Detassazione del 5% e bonus lavoro 2025: come si calcolano insieme?


Le somme detassate al 5% non entrano nel reddito complessivo e riducono la base per somma integrativa e detrazione. Eccezione per il bonus 100 euro: lì contano.

Con i rinnovi contrattuali del 2025 molti lavoratori dipendenti hanno ricevuto aumenti retributivi che beneficiano della tassazione agevolata al 5% introdotta dalla legge di bilancio 2026. Allo stesso tempo, la legge di bilancio 2025 ha previsto misure di riduzione del cuneo fiscale — la somma integrativa per i redditi fino a 20.000 euro e l’ulteriore detrazione per i redditi tra 20.000 e 40.000 euro. La domanda pratica è: questi due strumenti come interagiscono? Le somme tassate al 5% entrano nel conteggio del reddito rilevante per il bonus lavoro, o restano fuori?

La detassazione del 5% e il bonus lavoro 2025 si calcolano insieme seguendo regole diverse a seconda di quale misura si considera. La risposta non è unica: per la somma integrativa e l’ulteriore detrazione, le somme detassate restano fuori dal reddito complessivo e dalla base di calcolo. Per il trattamento integrativo del decreto legge 3/2020 — il cosiddetto bonus 100 euro — la regola è opposta, e le somme detassate devono essere incluse.

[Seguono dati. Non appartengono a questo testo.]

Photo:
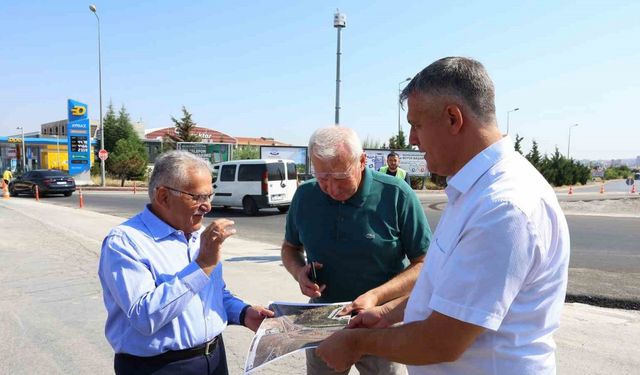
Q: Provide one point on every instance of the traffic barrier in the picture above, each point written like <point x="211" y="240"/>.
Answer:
<point x="81" y="198"/>
<point x="5" y="191"/>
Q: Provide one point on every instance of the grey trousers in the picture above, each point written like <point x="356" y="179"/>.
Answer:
<point x="367" y="365"/>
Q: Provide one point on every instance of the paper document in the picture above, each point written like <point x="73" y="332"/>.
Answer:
<point x="295" y="327"/>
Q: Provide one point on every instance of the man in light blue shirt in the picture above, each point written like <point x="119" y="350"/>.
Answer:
<point x="161" y="276"/>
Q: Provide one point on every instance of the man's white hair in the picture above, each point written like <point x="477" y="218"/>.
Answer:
<point x="325" y="143"/>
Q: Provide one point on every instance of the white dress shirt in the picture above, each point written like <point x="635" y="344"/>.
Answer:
<point x="499" y="259"/>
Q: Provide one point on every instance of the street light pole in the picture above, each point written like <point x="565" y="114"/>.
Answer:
<point x="569" y="144"/>
<point x="102" y="173"/>
<point x="339" y="22"/>
<point x="508" y="112"/>
<point x="24" y="151"/>
<point x="399" y="106"/>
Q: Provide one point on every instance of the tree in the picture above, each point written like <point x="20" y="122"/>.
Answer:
<point x="534" y="156"/>
<point x="399" y="142"/>
<point x="128" y="160"/>
<point x="184" y="128"/>
<point x="518" y="144"/>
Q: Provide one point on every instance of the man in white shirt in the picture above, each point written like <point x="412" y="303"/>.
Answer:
<point x="490" y="294"/>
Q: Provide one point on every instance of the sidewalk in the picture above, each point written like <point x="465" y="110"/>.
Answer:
<point x="51" y="300"/>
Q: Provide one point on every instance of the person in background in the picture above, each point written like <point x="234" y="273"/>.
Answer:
<point x="393" y="168"/>
<point x="167" y="302"/>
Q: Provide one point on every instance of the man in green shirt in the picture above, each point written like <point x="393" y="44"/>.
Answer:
<point x="364" y="232"/>
<point x="393" y="168"/>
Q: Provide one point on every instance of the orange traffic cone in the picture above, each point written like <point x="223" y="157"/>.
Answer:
<point x="81" y="198"/>
<point x="5" y="191"/>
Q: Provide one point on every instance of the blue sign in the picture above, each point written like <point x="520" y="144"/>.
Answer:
<point x="79" y="137"/>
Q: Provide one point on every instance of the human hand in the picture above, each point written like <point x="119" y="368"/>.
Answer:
<point x="255" y="315"/>
<point x="371" y="318"/>
<point x="340" y="350"/>
<point x="211" y="240"/>
<point x="308" y="287"/>
<point x="364" y="301"/>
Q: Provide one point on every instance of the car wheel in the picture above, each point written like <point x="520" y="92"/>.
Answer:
<point x="249" y="206"/>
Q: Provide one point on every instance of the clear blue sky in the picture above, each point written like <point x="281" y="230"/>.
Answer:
<point x="267" y="68"/>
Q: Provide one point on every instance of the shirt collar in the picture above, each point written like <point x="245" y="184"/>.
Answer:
<point x="158" y="228"/>
<point x="466" y="177"/>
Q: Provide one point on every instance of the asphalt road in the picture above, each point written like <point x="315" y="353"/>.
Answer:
<point x="609" y="244"/>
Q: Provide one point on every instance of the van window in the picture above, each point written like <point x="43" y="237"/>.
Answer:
<point x="250" y="172"/>
<point x="228" y="172"/>
<point x="276" y="171"/>
<point x="216" y="170"/>
<point x="292" y="172"/>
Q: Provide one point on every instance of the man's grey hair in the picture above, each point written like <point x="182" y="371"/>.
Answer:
<point x="172" y="169"/>
<point x="460" y="77"/>
<point x="325" y="142"/>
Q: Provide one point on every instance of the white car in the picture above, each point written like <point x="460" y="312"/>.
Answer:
<point x="254" y="184"/>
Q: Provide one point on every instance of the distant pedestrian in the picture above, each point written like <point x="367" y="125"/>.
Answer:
<point x="167" y="303"/>
<point x="393" y="168"/>
<point x="7" y="176"/>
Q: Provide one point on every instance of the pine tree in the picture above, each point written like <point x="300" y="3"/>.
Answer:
<point x="518" y="144"/>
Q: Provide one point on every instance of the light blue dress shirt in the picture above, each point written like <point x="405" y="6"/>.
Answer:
<point x="157" y="297"/>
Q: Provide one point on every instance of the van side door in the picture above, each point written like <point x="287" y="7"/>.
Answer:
<point x="224" y="185"/>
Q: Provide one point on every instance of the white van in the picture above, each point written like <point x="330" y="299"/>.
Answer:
<point x="254" y="184"/>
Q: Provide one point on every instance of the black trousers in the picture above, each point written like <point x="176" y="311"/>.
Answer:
<point x="213" y="364"/>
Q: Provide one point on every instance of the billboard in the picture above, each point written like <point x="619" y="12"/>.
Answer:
<point x="411" y="161"/>
<point x="295" y="153"/>
<point x="79" y="133"/>
<point x="213" y="152"/>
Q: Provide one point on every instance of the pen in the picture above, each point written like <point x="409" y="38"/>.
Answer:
<point x="312" y="275"/>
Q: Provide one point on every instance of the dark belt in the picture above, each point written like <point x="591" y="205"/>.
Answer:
<point x="177" y="355"/>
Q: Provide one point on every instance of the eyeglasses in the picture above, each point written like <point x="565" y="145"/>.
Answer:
<point x="197" y="198"/>
<point x="335" y="175"/>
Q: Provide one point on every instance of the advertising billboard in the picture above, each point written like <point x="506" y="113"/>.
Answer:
<point x="213" y="152"/>
<point x="411" y="161"/>
<point x="296" y="153"/>
<point x="79" y="133"/>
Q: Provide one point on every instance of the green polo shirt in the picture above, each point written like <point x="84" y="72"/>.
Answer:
<point x="362" y="242"/>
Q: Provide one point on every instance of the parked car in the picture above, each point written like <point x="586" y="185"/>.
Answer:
<point x="49" y="181"/>
<point x="255" y="184"/>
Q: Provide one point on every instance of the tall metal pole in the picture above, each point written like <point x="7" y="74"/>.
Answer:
<point x="569" y="144"/>
<point x="102" y="172"/>
<point x="399" y="106"/>
<point x="339" y="22"/>
<point x="24" y="151"/>
<point x="508" y="112"/>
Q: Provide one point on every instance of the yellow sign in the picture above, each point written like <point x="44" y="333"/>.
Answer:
<point x="78" y="110"/>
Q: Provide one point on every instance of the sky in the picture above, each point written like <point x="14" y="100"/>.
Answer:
<point x="268" y="68"/>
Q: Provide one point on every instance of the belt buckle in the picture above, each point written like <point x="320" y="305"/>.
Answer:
<point x="210" y="346"/>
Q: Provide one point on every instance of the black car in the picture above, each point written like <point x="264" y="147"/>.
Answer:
<point x="49" y="181"/>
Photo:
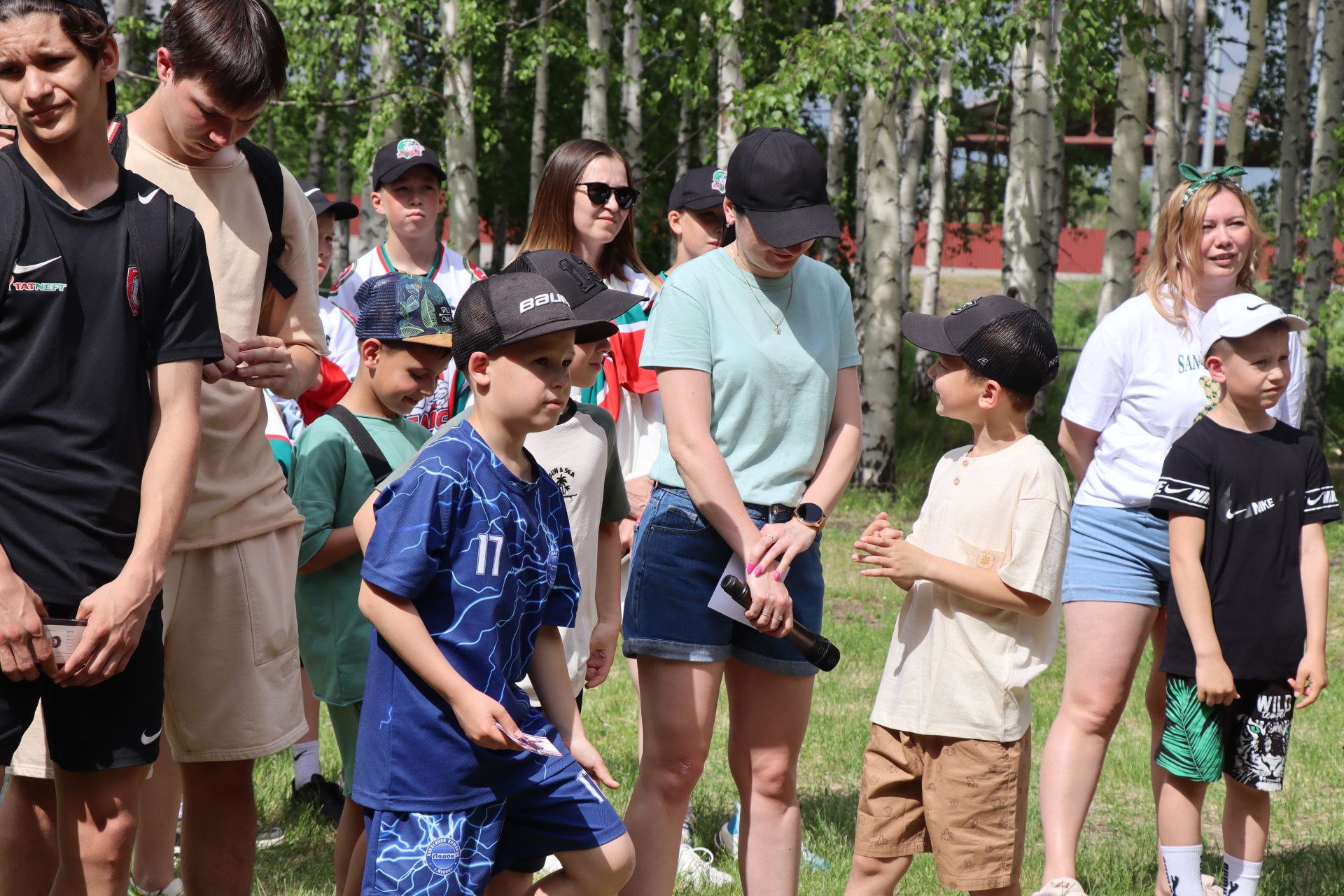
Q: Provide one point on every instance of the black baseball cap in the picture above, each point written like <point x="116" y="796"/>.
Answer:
<point x="96" y="7"/>
<point x="505" y="309"/>
<point x="699" y="188"/>
<point x="593" y="302"/>
<point x="403" y="308"/>
<point x="999" y="337"/>
<point x="343" y="210"/>
<point x="780" y="181"/>
<point x="400" y="156"/>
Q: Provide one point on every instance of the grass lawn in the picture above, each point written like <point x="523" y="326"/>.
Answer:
<point x="1117" y="856"/>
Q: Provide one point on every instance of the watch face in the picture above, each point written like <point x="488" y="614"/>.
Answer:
<point x="809" y="514"/>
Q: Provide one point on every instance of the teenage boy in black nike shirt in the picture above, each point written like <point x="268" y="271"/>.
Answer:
<point x="1247" y="498"/>
<point x="99" y="433"/>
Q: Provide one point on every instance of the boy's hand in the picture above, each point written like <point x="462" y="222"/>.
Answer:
<point x="1214" y="684"/>
<point x="601" y="653"/>
<point x="587" y="755"/>
<point x="477" y="713"/>
<point x="1310" y="679"/>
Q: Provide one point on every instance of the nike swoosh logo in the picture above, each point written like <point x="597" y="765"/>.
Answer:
<point x="24" y="269"/>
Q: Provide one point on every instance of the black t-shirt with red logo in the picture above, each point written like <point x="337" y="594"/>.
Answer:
<point x="1256" y="492"/>
<point x="74" y="388"/>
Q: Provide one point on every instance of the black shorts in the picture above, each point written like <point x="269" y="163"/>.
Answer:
<point x="115" y="724"/>
<point x="1247" y="741"/>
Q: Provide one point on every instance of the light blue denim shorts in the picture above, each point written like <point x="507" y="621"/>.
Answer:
<point x="1119" y="555"/>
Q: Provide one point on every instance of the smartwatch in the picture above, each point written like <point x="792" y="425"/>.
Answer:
<point x="811" y="516"/>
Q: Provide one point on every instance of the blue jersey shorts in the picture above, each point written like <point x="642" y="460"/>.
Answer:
<point x="458" y="852"/>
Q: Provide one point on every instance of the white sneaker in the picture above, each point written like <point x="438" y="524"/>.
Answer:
<point x="694" y="868"/>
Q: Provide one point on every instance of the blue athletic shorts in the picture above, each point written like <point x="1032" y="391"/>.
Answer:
<point x="456" y="853"/>
<point x="1119" y="555"/>
<point x="675" y="566"/>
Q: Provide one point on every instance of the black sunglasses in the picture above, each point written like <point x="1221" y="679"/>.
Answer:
<point x="598" y="194"/>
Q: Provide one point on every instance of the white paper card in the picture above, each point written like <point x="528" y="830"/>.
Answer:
<point x="721" y="602"/>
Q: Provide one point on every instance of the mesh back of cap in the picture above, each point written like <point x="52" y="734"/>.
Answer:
<point x="1018" y="349"/>
<point x="475" y="326"/>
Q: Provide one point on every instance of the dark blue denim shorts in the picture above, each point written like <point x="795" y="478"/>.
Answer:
<point x="675" y="566"/>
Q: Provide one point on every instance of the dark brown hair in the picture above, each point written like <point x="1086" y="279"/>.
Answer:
<point x="235" y="48"/>
<point x="553" y="216"/>
<point x="85" y="30"/>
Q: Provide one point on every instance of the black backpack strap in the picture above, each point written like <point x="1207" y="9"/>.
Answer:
<point x="375" y="460"/>
<point x="270" y="183"/>
<point x="152" y="232"/>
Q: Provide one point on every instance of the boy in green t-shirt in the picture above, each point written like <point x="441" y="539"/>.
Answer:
<point x="405" y="343"/>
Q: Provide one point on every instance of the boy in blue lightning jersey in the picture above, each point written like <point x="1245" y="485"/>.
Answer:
<point x="468" y="573"/>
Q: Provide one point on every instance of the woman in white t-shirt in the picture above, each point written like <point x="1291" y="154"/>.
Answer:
<point x="1140" y="384"/>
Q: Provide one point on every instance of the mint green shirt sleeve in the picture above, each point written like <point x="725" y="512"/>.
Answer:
<point x="319" y="475"/>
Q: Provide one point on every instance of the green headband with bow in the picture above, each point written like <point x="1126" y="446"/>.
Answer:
<point x="1219" y="175"/>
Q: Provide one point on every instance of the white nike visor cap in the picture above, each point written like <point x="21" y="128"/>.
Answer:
<point x="1242" y="315"/>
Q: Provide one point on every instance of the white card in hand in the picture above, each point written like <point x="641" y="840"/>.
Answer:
<point x="533" y="743"/>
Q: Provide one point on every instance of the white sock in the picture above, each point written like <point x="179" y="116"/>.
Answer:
<point x="307" y="762"/>
<point x="1240" y="876"/>
<point x="1183" y="869"/>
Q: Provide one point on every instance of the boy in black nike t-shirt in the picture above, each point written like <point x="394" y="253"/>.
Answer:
<point x="1247" y="498"/>
<point x="99" y="434"/>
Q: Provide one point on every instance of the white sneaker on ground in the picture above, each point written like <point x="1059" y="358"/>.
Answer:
<point x="694" y="868"/>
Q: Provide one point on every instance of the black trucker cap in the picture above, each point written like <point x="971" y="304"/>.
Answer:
<point x="1000" y="339"/>
<point x="400" y="156"/>
<point x="780" y="181"/>
<point x="593" y="302"/>
<point x="699" y="188"/>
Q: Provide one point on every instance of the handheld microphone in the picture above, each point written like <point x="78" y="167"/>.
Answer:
<point x="813" y="648"/>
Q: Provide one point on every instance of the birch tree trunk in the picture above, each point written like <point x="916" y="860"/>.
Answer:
<point x="1167" y="144"/>
<point x="1292" y="149"/>
<point x="632" y="137"/>
<point x="464" y="216"/>
<point x="499" y="229"/>
<point x="540" y="102"/>
<point x="879" y="300"/>
<point x="939" y="166"/>
<point x="730" y="83"/>
<point x="1025" y="187"/>
<point x="1126" y="166"/>
<point x="911" y="156"/>
<point x="1320" y="255"/>
<point x="1249" y="83"/>
<point x="1198" y="70"/>
<point x="594" y="125"/>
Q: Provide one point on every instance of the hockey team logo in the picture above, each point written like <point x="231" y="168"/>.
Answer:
<point x="442" y="855"/>
<point x="134" y="290"/>
<point x="409" y="148"/>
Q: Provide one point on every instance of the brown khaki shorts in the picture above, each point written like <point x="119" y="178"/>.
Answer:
<point x="965" y="801"/>
<point x="232" y="688"/>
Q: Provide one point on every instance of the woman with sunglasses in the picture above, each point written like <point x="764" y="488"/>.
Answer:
<point x="756" y="358"/>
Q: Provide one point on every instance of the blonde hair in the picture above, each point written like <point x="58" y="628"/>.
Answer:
<point x="1175" y="267"/>
<point x="553" y="214"/>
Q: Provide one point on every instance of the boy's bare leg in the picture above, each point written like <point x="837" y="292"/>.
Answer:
<point x="29" y="853"/>
<point x="152" y="864"/>
<point x="218" y="828"/>
<point x="1245" y="821"/>
<point x="872" y="876"/>
<point x="96" y="830"/>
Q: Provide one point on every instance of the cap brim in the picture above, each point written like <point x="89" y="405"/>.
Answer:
<point x="793" y="226"/>
<point x="927" y="332"/>
<point x="394" y="172"/>
<point x="442" y="340"/>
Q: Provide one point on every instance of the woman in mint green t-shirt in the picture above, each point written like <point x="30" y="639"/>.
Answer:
<point x="756" y="355"/>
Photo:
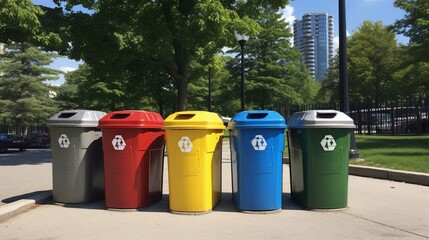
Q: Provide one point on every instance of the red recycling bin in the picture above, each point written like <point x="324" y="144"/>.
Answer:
<point x="133" y="147"/>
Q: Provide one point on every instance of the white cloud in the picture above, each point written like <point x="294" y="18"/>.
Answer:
<point x="67" y="69"/>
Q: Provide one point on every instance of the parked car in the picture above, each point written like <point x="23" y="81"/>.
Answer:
<point x="12" y="141"/>
<point x="38" y="140"/>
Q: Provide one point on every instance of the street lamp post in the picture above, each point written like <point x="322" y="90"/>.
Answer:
<point x="210" y="90"/>
<point x="242" y="39"/>
<point x="344" y="84"/>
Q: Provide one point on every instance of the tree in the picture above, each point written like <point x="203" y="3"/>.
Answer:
<point x="373" y="58"/>
<point x="329" y="90"/>
<point x="415" y="25"/>
<point x="169" y="33"/>
<point x="24" y="95"/>
<point x="414" y="71"/>
<point x="274" y="73"/>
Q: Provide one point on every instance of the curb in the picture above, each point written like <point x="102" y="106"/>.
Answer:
<point x="386" y="174"/>
<point x="15" y="208"/>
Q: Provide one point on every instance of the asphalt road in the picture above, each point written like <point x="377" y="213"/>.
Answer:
<point x="24" y="173"/>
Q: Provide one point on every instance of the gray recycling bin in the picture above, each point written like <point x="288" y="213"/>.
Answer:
<point x="77" y="156"/>
<point x="319" y="146"/>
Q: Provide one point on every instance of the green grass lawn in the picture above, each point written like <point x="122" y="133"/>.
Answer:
<point x="409" y="153"/>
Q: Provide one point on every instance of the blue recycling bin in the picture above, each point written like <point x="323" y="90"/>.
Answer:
<point x="257" y="144"/>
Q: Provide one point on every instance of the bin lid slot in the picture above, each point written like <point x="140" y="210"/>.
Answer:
<point x="120" y="116"/>
<point x="326" y="114"/>
<point x="257" y="119"/>
<point x="184" y="116"/>
<point x="256" y="115"/>
<point x="67" y="114"/>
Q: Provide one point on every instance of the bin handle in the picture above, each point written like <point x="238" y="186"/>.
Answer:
<point x="326" y="114"/>
<point x="185" y="116"/>
<point x="120" y="116"/>
<point x="67" y="114"/>
<point x="256" y="115"/>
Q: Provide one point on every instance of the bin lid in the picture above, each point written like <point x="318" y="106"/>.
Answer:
<point x="131" y="119"/>
<point x="193" y="120"/>
<point x="320" y="119"/>
<point x="75" y="118"/>
<point x="257" y="119"/>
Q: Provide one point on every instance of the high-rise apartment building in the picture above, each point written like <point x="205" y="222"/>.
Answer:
<point x="314" y="38"/>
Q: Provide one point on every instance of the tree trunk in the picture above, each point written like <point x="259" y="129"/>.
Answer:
<point x="182" y="94"/>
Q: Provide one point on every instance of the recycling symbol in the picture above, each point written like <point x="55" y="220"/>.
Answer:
<point x="185" y="144"/>
<point x="118" y="143"/>
<point x="328" y="143"/>
<point x="259" y="143"/>
<point x="64" y="141"/>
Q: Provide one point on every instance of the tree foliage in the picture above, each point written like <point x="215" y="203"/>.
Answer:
<point x="415" y="25"/>
<point x="25" y="97"/>
<point x="372" y="58"/>
<point x="171" y="34"/>
<point x="274" y="74"/>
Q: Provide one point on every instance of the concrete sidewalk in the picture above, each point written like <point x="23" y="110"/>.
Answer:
<point x="378" y="209"/>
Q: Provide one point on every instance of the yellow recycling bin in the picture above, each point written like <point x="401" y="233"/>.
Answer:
<point x="194" y="150"/>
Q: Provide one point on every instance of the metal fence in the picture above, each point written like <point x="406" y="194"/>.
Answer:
<point x="395" y="117"/>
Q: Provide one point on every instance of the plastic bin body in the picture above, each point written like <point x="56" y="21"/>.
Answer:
<point x="319" y="145"/>
<point x="257" y="144"/>
<point x="194" y="150"/>
<point x="133" y="145"/>
<point x="77" y="160"/>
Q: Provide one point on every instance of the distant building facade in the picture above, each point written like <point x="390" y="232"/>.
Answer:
<point x="314" y="38"/>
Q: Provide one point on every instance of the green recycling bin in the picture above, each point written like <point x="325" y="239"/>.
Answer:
<point x="319" y="145"/>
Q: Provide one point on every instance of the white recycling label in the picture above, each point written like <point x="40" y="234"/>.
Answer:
<point x="328" y="143"/>
<point x="64" y="141"/>
<point x="185" y="144"/>
<point x="259" y="143"/>
<point x="118" y="143"/>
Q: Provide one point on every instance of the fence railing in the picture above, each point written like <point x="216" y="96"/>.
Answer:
<point x="394" y="117"/>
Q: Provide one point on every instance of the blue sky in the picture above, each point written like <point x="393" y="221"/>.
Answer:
<point x="357" y="11"/>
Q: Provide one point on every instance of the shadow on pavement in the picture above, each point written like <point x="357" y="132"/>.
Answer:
<point x="29" y="157"/>
<point x="32" y="195"/>
<point x="289" y="204"/>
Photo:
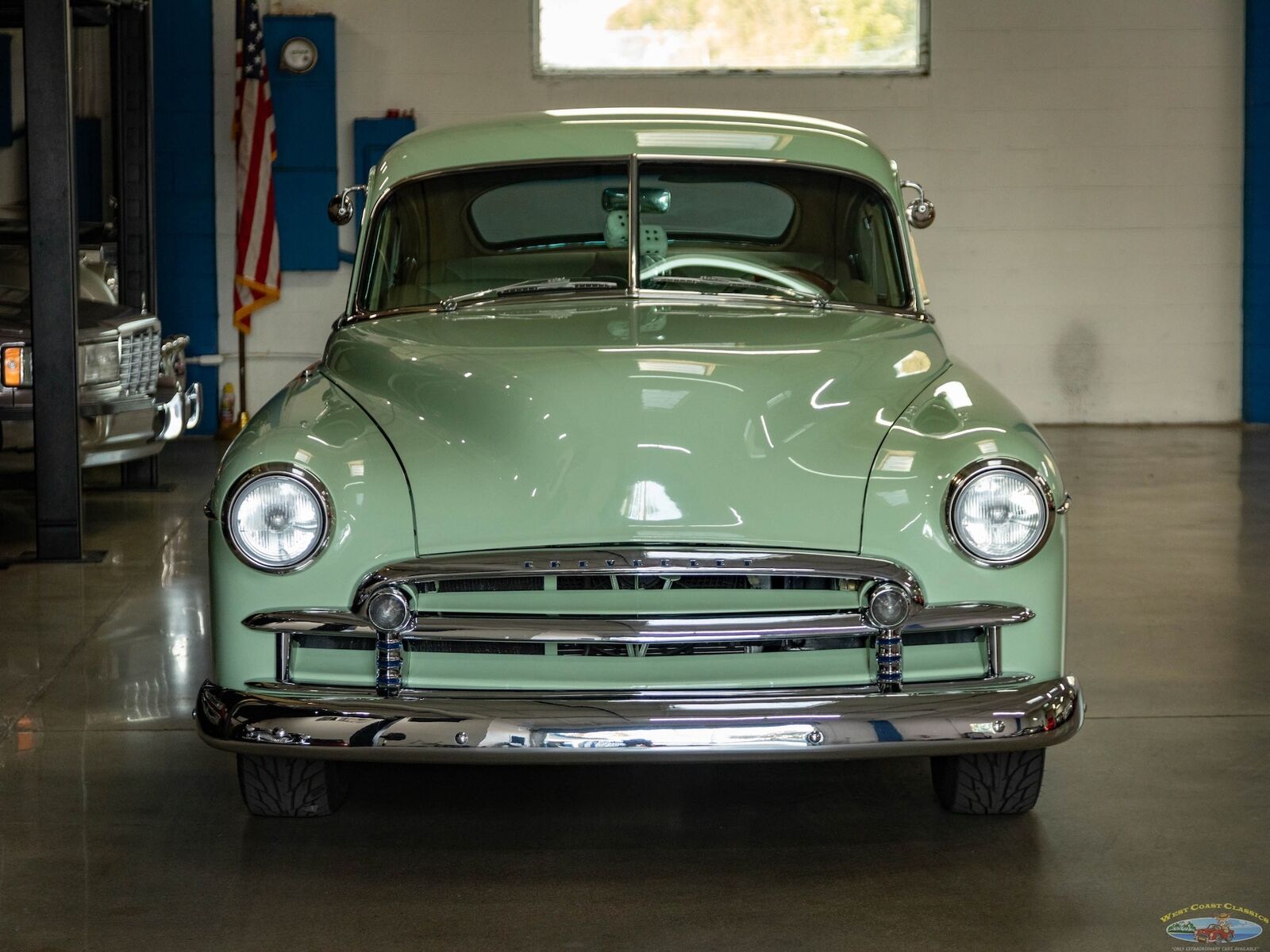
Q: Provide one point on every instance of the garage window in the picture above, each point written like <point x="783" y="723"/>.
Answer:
<point x="730" y="36"/>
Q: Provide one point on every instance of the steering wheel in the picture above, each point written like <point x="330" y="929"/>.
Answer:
<point x="729" y="264"/>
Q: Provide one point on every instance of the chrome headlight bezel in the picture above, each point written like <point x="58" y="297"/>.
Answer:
<point x="306" y="480"/>
<point x="93" y="370"/>
<point x="965" y="476"/>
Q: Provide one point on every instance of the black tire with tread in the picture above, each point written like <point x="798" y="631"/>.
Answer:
<point x="289" y="786"/>
<point x="988" y="784"/>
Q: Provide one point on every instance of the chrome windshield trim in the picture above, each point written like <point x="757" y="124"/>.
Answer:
<point x="638" y="631"/>
<point x="652" y="296"/>
<point x="910" y="310"/>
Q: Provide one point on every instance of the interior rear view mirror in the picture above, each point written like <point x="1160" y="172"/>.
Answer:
<point x="341" y="207"/>
<point x="651" y="200"/>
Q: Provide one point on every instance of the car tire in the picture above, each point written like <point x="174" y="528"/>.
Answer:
<point x="988" y="784"/>
<point x="289" y="786"/>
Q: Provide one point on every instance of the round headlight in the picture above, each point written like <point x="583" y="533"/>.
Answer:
<point x="277" y="520"/>
<point x="999" y="513"/>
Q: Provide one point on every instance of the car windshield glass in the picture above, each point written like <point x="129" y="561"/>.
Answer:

Capire questa distinzione è essenziale per evitare errori nel conguaglio fiscale di fine anno.

Le due misure in gioco: di cosa si tratta

Prima di entrare nel dettaglio dell’interazione, è utile capire cosa sono le due misure coinvolte.

La detassazione al 5% sugli incrementi retributivi da rinnovi contrattuali è prevista dall’art. 1, comma 7, della legge 30 dicembre 2025, n. 199 (legge di bilancio 2026). Si applica sulle somme erogate in esecuzione dei contratti collettivi rinnovati, nella misura in cui rappresentano un incremento rispetto alla retribuzione dell’anno precedente. Queste somme non vengono tassate con le aliquote IRPEF ordinarie, ma con un’imposta sostitutiva fissa del 5%. Il risparmio fiscale per il lavoratore può essere significativo, soprattutto nelle fasce di reddito medio.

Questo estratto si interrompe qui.